October 14, 2012 - Posted by | Blogging, Bureaucracy, Character, Civility, Community, ExPat Life, Health Issues, Law and Order, Leadership, Living Conditions, Mating Behavior, Political Issues, Social Issues, Values, Women's Issues |


  1. These events happened at the Lorton Reformatory (another name for Occoquan Workhouse) in Northern Virginia. I grew up just across the river from it. At that time it was a prison for medium security offenders from Washington DC. I never knew these other events took place there until that HBO movie came out and my daughter told me about it. The facility was closed as a prison in 2002 and has since been repurposed as a center for arts education. I didn’t get a chance to check it out when I was there in May but I wondered if any of that history was displayed there.

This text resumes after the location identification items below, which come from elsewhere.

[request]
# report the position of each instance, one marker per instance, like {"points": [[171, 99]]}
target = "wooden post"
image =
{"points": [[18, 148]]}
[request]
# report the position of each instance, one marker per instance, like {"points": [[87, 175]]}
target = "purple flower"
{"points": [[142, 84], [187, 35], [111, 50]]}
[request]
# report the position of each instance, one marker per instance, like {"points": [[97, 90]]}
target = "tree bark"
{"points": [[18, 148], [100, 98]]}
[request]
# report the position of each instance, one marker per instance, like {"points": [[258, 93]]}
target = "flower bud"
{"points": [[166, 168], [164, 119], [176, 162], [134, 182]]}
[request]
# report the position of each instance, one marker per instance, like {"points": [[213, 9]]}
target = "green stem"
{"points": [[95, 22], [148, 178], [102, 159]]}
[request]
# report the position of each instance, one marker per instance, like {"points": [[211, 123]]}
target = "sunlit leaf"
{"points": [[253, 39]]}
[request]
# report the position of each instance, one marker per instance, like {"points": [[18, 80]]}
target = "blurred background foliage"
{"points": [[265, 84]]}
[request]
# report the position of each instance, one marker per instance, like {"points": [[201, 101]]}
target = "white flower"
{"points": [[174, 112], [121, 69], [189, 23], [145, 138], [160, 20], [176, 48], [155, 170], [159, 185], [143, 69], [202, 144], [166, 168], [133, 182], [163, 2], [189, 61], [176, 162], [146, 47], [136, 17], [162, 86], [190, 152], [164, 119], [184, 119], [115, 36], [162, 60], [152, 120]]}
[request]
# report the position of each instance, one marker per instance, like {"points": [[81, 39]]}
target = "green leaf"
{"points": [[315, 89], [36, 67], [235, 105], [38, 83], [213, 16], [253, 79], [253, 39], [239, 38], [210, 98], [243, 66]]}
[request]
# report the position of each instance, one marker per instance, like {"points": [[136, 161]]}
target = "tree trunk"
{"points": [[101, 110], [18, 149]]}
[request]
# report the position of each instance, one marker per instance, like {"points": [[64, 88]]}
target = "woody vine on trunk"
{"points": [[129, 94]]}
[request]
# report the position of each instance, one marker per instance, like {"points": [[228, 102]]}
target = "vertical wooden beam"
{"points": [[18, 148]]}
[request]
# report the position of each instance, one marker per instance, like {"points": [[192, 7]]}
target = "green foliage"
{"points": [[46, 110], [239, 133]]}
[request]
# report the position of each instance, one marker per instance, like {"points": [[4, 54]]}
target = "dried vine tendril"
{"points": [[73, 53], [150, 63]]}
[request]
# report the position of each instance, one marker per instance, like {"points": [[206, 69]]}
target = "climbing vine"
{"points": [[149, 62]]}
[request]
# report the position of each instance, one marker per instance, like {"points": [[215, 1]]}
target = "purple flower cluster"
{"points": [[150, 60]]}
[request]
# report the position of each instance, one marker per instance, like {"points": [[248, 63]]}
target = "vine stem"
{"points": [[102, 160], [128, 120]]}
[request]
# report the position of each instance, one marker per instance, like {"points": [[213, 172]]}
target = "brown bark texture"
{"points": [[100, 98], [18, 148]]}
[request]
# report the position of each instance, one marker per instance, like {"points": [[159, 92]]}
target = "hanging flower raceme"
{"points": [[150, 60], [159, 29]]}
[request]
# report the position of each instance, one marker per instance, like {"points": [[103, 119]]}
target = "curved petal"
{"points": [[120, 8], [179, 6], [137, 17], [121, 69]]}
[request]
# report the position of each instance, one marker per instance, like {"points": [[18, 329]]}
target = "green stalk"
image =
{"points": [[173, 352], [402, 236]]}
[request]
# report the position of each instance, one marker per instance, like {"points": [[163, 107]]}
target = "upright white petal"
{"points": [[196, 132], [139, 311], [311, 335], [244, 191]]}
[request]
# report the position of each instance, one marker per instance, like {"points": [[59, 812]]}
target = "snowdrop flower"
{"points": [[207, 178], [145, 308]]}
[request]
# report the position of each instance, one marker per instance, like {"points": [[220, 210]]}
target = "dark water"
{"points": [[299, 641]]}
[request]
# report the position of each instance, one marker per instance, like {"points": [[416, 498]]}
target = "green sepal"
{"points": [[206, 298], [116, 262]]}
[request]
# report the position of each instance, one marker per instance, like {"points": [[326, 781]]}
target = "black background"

I thought it was really strange that it was never mentioned in our local history but I guess it was an embarassment and Virginia back then was notorious for revisionist history.

    Comment by momcatwa | October 14, 2012 | Reply

  2. LOL, I understand that there are a few in Virginia who STILL think women shouldn’t have the vote! Sorry, just joking, Momcat 🙂 This story impressed me; I had no idea the price they paid to fight for our rights. I think women need to be careful to protect these hard-won rights, including the right to manage our own money, the right to privacy when it comes to our own bodies, etc. Can you remember when doctors were forbidden – by law – to tell women about birth control?? Horrors!